Rex Zero and the End of the World has just been released (February) by Farrar Straus Giroux in the US, and the reviews are very good, including starred reviews in both Publisher’s Weekly and the Horn Book.
Publisher’s Weekly Starred Review:
Rex Zero and the End of the World
Tim Wynne-Jones. FSG, $16 (192p) ISBN 0-374-33467-6
Wynne-Jones (A Thief in the House of Memory) draws on his own childhood to describe events leading up to the Cold War. In the summer of 1962, narrator Rex Harrison and his family move to Ottawa from Vancouver. The tension between the U.S. and Russia permeates everything this summer. A homeless man announces the end of the world on a placard, while others build bomb shelters. It seems only Rex's parents aren't taking the threats seriously. One evening, while walking his dog in the park, Rex's dog pulls him toward something hiding in the bushes. A brief glance is enough to convince him that it's dangerous ("It tilts back its head and roars"). His older sister thinks it's a mutant: the fallout from the atomic bomb dropped on Hiroshima. However, Rex's new friends believe it's a panther that escaped from a zoo a few years ago. Throughout the summer, the kids work on a plan to capture the beast. The author subtly draws a parallel between the intangible Cold War fear and fear of the elusive creature. Despite the weighty themes, Wynne-Jones writes with a light, often humorous touch and maintains a perspective true to an 11-year-old's perspective. As Rex muses on the idea of the world ending, he understands that "one world seems to come crashing to a halt and you invent another." This winning hero paints a universe both hopeful and realistic, one that readers may well want to visit. Ages 8-12. (Mar.)
Horn Book Starred Review:
Tim Wynne-Jones Rex Zero and the End of the World
186 pp. Kroupa/Farrar 3/07 ISBN 978-0-374-33467-3 $16.00
(Intermediate, Middle School)
What to do when the end of the world has a date on it? The homeless man's sign says it will come on October 23, and it doesn't seem all that far-fetched. The TV is full of news about Krushchev and Castro, the neighbors are building a bomb shelter, and just what was that strange beast Rex caught a glimpse of in the park? Canadian novelist Wynne-Jones presents young American readers with a time and place unsettlingly foreign despite its relative proximity: Ottawa in 1962, at the height of the Cold War. Rex and his family have just moved from Vancouver, and his top priority is making friends and fitting in, so when he finds a neighborhood gang happily occupied with tracking down an escaped zoo panther, he joins them wholeheartedly.

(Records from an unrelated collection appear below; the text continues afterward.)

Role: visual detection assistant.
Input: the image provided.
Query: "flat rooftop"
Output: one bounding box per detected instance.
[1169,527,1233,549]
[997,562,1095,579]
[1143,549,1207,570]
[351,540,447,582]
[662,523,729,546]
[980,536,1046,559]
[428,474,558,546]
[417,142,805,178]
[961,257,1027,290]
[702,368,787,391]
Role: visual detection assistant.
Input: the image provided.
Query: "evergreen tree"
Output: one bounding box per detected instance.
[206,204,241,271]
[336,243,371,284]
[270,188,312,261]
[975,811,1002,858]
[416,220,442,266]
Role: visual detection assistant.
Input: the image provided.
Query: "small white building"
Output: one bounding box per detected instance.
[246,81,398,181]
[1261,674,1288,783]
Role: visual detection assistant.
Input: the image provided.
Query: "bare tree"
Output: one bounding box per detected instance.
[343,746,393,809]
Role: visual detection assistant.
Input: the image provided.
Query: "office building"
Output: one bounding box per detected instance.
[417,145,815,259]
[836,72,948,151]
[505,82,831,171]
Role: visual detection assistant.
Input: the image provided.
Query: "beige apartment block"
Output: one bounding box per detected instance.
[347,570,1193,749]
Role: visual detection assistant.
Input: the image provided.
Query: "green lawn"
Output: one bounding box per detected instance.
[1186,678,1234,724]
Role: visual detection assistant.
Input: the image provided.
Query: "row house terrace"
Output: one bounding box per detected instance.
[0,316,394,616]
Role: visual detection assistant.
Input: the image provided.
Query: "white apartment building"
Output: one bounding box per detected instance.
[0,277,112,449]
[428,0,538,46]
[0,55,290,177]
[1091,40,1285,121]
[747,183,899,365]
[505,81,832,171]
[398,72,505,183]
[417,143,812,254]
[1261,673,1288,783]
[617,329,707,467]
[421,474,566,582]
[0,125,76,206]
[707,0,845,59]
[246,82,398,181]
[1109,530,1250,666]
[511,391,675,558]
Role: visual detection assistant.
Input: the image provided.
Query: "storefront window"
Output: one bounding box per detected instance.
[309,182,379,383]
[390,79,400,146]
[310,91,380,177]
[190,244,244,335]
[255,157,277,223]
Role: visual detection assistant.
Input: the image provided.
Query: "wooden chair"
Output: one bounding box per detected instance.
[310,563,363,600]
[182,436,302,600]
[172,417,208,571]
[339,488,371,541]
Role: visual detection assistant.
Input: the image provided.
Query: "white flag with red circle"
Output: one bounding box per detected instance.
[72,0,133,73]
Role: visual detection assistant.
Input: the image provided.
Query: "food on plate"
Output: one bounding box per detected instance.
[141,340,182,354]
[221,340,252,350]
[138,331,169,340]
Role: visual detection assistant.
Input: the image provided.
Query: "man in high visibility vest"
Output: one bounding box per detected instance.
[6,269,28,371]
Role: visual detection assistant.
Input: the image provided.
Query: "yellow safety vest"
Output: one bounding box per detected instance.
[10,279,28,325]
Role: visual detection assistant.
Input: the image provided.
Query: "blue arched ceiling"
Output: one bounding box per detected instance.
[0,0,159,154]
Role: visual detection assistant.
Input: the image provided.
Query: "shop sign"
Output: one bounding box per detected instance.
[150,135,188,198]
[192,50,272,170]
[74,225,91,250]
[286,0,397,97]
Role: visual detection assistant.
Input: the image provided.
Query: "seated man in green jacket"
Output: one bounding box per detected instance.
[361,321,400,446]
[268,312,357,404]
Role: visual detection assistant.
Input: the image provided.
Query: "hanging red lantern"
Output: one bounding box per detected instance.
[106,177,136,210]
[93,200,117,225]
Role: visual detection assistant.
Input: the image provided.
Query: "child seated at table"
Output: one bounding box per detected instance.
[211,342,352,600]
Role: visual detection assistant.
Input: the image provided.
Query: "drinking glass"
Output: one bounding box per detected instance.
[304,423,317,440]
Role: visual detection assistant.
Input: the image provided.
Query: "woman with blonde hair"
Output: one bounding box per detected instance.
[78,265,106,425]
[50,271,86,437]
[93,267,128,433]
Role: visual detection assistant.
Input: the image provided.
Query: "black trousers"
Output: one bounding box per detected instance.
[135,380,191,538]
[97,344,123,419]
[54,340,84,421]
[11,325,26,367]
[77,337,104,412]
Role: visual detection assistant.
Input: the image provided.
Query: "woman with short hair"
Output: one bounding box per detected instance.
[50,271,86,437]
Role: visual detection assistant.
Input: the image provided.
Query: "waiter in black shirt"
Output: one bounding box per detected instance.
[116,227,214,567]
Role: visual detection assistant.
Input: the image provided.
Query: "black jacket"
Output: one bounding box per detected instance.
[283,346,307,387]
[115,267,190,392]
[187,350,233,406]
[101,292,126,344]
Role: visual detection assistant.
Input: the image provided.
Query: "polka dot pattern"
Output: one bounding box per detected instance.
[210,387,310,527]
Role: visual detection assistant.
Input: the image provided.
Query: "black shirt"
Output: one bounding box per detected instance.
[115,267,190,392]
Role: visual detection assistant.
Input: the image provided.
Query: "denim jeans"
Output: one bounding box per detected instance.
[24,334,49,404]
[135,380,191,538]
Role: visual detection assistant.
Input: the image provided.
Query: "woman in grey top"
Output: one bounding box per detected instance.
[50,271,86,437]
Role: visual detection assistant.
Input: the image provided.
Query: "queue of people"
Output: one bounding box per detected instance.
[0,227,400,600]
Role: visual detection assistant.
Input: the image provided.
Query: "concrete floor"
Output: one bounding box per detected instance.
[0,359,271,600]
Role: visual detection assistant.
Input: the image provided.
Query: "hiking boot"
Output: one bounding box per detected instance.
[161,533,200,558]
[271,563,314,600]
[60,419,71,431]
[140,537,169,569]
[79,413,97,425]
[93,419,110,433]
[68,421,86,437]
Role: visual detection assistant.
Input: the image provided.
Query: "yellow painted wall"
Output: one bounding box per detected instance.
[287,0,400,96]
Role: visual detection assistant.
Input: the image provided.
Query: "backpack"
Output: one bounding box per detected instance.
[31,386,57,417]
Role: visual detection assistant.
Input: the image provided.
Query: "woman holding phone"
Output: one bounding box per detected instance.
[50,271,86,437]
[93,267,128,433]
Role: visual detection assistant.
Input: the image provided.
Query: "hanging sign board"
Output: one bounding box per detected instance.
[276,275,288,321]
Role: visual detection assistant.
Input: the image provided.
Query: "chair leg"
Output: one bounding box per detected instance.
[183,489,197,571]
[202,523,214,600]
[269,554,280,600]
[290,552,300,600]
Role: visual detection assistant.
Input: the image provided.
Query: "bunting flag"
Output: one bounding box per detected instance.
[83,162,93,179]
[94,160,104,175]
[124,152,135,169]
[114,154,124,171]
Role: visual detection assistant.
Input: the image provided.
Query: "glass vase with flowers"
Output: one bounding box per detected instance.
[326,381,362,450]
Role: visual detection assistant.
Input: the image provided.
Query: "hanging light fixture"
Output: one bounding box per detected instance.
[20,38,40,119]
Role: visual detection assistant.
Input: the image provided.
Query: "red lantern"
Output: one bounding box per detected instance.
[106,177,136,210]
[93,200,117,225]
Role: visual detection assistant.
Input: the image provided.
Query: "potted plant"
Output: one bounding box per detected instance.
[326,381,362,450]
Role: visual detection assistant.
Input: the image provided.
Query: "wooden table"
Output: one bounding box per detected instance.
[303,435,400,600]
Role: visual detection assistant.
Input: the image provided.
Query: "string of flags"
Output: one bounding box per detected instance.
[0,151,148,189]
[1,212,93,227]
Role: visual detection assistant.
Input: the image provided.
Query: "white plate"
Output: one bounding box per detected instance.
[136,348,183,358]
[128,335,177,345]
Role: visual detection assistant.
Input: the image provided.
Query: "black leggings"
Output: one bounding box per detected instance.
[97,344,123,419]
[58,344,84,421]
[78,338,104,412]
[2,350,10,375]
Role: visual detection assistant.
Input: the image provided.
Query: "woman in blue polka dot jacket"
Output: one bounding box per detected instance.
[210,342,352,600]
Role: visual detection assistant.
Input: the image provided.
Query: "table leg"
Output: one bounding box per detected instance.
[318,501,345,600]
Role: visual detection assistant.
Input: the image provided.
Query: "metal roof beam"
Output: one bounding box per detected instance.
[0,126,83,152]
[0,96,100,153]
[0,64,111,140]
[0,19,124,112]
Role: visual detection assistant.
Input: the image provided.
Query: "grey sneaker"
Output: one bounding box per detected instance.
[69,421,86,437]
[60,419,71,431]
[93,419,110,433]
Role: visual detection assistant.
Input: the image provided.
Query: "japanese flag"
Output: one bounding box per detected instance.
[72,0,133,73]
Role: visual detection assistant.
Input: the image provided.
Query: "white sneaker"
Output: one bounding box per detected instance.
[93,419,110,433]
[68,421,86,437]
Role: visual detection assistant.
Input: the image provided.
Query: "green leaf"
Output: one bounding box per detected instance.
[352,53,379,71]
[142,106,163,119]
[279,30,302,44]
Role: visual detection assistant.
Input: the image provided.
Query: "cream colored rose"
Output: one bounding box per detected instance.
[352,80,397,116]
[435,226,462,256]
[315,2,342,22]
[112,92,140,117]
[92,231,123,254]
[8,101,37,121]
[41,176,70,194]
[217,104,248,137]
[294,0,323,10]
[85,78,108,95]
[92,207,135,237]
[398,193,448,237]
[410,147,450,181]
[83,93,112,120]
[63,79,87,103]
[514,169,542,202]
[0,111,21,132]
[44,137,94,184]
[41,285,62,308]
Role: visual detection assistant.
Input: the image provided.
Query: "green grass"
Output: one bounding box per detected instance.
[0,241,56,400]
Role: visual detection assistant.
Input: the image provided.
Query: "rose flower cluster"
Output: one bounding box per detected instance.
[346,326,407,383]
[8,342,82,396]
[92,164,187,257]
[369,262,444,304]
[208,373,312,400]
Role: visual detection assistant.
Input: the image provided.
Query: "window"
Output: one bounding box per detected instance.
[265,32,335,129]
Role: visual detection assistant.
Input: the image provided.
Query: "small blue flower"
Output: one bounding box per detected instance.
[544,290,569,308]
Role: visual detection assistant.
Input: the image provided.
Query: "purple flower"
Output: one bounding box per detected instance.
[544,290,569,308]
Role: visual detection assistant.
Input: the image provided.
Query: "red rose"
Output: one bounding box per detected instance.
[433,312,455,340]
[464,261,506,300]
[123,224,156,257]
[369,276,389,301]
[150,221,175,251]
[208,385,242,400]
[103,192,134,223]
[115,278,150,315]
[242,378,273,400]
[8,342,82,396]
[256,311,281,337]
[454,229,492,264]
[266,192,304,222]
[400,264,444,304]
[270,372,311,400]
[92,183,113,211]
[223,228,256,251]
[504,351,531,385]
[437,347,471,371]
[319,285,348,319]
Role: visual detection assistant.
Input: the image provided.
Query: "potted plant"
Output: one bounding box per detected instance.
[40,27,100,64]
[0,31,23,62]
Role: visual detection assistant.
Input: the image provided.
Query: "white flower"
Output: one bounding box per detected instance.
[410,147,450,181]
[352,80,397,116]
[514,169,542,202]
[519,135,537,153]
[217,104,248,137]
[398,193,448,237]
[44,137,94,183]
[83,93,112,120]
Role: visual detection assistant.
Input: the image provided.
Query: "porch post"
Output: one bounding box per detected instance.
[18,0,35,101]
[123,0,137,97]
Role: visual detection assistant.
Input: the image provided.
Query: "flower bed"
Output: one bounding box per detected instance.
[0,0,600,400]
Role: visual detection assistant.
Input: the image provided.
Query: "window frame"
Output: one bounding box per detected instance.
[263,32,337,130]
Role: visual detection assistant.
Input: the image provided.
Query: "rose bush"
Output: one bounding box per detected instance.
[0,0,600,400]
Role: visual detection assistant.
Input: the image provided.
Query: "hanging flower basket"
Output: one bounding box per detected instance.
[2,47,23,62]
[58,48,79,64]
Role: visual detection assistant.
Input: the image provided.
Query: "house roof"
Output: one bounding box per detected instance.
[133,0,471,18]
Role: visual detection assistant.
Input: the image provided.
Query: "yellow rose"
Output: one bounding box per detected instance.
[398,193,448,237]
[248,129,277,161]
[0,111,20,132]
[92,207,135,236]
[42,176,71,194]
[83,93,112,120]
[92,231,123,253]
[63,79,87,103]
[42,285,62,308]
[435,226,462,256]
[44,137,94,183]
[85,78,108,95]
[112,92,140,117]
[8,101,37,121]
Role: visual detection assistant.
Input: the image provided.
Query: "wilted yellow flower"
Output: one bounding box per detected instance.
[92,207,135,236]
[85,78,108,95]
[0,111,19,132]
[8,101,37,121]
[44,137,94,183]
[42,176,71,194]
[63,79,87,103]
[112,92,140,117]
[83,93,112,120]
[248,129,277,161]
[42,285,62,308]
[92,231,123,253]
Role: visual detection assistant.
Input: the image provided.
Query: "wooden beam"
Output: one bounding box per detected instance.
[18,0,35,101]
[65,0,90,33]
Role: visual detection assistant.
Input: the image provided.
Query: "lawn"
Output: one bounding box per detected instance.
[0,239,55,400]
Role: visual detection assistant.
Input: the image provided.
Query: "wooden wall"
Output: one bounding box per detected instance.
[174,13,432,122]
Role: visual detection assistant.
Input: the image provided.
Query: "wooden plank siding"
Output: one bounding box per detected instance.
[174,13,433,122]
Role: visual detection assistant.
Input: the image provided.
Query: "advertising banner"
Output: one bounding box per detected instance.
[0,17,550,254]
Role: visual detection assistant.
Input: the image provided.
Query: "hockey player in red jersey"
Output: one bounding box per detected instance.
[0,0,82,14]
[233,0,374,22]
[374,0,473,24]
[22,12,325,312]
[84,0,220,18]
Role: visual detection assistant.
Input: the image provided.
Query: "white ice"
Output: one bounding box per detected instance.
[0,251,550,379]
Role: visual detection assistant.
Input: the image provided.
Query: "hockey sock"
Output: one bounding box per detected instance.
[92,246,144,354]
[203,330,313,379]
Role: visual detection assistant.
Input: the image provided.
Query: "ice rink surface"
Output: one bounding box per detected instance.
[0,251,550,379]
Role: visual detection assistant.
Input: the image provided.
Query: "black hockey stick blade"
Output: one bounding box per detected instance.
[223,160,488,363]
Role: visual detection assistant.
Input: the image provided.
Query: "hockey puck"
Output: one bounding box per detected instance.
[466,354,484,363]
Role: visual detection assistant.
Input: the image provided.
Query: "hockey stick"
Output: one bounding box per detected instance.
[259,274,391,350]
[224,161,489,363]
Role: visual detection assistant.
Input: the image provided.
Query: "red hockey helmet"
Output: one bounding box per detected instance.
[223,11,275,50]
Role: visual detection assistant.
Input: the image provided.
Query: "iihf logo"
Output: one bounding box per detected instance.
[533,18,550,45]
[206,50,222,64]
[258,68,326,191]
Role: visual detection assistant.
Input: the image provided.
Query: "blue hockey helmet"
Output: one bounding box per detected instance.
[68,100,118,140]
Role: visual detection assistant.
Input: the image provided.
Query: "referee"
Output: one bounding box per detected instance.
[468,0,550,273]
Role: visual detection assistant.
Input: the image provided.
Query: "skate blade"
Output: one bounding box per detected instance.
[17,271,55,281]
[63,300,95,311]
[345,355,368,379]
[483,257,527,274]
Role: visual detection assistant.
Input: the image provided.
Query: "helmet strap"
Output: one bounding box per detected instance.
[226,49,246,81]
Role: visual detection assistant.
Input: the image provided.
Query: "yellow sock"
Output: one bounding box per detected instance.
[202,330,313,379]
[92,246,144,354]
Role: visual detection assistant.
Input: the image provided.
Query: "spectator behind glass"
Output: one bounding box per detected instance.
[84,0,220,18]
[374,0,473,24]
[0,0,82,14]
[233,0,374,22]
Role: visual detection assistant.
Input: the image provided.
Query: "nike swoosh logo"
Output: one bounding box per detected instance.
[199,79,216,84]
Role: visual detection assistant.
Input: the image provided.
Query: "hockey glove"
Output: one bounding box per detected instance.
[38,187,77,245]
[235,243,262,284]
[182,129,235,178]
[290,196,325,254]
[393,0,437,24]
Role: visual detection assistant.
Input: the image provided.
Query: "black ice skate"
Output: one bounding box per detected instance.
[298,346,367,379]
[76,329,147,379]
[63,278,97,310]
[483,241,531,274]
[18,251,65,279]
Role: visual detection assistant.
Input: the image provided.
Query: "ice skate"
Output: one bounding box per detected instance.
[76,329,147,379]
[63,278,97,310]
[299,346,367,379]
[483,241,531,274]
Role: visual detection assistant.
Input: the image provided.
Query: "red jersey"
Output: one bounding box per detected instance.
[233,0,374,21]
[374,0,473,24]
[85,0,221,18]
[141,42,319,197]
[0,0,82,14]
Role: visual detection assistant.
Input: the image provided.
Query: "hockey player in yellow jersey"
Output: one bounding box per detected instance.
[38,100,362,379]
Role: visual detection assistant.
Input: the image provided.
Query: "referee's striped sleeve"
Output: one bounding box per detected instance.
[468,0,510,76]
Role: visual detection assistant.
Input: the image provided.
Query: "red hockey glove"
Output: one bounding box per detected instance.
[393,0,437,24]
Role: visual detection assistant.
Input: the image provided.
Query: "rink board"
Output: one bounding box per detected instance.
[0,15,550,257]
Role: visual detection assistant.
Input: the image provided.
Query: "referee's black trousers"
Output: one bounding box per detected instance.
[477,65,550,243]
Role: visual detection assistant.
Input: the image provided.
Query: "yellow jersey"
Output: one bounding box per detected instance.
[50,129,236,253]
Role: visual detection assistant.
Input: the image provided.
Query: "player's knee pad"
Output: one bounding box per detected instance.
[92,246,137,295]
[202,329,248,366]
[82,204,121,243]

The present-tense narrative is brilliant in its near stream-of-consciousness depiction of the world as Rex sees it, with the vague but looming grown-up menaces distilling themselves into the threat of the panther, a concrete danger that Rex feels he and his friends can -- indeed must, in the face of adult powerlessness -- contain. The meticulous plotting sets the enormity of world destruction against the equally cataclysmic concerns of childhood, all magnified through the lens of Rex's vivid imagination. It's a historic narrative that resonates eerily and effectively today. V.S.